Un patrimoine à sauver
Aujourd’hui, malheureusement, la créativité s’est un peu étiolée. La déchristianisation, les familles éclatées géographiquement ou recomposées, la recrudescence des crémations obligeant à créer de nouveaux édifices comme les columbariums, la perte des concessions, mettent en danger le patrimoine funéraire. La nature prend le dessus, mettant en péril bon nombre de tombeaux. Les municipalités ne pouvant agir sur les concessions, c’est le serpent qui se mord la queue.
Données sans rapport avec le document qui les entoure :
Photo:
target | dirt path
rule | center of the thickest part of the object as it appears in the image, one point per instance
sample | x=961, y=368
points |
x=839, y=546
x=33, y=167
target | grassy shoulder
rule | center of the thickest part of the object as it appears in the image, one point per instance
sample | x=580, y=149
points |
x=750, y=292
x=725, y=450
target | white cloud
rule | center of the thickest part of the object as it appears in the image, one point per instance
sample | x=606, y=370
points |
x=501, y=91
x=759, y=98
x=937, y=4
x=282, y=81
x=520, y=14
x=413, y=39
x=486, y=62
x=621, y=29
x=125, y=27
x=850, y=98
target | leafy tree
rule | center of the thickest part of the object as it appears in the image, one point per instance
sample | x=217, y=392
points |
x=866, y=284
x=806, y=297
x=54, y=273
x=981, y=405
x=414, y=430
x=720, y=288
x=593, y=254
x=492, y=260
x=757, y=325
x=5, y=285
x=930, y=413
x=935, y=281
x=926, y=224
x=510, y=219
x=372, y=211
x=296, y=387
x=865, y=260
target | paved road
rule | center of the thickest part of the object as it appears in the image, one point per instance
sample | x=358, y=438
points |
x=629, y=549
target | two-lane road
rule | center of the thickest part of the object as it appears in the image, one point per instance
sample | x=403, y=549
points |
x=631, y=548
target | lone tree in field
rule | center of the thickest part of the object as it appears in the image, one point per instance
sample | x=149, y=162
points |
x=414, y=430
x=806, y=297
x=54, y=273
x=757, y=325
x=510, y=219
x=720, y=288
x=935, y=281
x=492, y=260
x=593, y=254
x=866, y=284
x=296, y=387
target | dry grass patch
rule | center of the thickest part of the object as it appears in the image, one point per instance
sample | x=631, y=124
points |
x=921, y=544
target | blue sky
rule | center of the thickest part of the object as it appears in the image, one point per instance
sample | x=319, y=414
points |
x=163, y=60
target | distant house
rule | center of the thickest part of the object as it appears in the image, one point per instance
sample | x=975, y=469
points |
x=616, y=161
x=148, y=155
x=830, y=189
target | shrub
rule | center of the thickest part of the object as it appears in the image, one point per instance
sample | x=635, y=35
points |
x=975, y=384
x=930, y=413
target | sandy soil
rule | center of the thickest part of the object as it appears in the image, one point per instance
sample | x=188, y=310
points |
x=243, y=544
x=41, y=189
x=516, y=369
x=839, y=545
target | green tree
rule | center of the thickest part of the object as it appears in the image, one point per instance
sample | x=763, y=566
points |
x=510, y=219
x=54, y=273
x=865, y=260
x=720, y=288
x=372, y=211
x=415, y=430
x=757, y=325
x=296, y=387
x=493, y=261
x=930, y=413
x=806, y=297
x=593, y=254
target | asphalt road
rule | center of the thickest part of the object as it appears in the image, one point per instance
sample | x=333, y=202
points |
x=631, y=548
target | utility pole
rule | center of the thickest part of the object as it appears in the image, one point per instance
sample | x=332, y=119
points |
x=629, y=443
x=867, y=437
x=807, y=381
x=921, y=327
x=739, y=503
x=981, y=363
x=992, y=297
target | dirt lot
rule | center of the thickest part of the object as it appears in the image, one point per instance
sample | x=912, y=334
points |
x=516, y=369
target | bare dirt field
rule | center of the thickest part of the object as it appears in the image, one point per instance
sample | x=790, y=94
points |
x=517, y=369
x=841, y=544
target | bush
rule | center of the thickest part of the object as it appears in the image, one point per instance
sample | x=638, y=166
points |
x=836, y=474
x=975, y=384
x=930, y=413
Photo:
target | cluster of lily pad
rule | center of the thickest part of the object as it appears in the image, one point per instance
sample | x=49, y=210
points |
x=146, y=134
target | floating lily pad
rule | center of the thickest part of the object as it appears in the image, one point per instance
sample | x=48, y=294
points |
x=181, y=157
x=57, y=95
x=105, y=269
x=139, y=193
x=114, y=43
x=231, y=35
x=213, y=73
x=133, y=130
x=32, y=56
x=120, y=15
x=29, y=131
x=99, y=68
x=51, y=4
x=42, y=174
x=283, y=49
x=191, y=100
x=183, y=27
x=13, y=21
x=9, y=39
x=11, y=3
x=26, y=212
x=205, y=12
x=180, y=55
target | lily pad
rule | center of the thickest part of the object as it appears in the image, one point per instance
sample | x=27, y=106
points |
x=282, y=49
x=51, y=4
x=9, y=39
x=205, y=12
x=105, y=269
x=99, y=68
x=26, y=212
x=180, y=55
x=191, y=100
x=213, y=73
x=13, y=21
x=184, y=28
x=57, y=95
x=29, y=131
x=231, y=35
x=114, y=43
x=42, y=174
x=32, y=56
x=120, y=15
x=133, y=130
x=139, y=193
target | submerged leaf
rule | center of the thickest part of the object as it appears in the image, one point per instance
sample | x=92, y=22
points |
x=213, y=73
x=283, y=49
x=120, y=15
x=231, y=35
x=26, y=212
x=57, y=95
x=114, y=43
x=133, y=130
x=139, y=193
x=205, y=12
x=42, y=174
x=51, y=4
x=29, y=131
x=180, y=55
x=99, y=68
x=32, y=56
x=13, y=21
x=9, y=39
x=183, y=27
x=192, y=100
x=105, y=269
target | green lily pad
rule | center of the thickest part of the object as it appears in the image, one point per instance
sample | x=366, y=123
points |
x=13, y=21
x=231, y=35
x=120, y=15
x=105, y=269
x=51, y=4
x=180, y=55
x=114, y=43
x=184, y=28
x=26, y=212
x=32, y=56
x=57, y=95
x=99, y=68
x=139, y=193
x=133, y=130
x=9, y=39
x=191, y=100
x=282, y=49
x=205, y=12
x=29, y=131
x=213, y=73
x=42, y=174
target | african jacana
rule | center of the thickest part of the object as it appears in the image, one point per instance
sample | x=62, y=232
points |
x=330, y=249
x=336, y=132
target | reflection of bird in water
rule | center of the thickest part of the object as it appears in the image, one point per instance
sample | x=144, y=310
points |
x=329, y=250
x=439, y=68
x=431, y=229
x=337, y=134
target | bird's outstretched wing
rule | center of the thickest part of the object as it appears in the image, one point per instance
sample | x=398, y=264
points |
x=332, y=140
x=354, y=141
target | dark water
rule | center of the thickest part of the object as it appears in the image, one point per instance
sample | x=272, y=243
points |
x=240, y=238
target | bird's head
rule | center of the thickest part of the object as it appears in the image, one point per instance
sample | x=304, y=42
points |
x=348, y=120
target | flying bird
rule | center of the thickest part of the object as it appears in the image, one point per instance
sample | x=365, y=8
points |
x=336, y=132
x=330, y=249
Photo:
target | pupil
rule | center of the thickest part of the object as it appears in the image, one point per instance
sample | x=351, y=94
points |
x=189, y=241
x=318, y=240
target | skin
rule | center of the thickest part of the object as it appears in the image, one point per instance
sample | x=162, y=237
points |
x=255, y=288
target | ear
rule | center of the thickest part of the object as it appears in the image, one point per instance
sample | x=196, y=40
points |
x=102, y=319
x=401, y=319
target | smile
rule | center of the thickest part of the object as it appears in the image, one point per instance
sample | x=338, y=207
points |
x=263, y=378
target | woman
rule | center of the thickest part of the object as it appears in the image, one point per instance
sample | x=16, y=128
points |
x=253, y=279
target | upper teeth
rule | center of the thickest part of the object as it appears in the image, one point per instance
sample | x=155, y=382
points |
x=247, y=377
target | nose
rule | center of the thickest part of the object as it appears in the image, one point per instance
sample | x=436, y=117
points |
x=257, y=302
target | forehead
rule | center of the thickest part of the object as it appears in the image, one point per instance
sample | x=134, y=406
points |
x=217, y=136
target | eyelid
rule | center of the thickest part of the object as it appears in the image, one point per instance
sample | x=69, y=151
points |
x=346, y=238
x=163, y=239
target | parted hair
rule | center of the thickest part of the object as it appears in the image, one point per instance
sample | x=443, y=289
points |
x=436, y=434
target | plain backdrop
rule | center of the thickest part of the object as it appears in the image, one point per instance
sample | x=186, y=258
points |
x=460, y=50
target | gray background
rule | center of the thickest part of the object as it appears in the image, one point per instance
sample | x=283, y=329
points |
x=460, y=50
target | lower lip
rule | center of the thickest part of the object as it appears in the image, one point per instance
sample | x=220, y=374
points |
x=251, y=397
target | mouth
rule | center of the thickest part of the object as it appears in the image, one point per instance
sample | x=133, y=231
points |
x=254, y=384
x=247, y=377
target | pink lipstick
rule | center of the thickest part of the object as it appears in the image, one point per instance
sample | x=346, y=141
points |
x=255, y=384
Heureusement, une certaine conscience du danger de mort de ce patrimoine éveille les esprits et tente de relancer la taphophilie. Quelques initiatives qu’il nous faut louer visent à valoriser les lieux de mémoire et d’art que sont les cimetières : le Printemps des cimetières en région Rhône-Alpes, l’architecte Annabelle Iszatt qui étudie la création d’un cimetière vertical à Montpellier. La municipalité de Valenciennes propose un parcours dans le cimetière Saint-Roch, sur les traces des personnalités qui y résident, et entretient une trentaine de tombeaux au titre de « monuments du patrimoine ».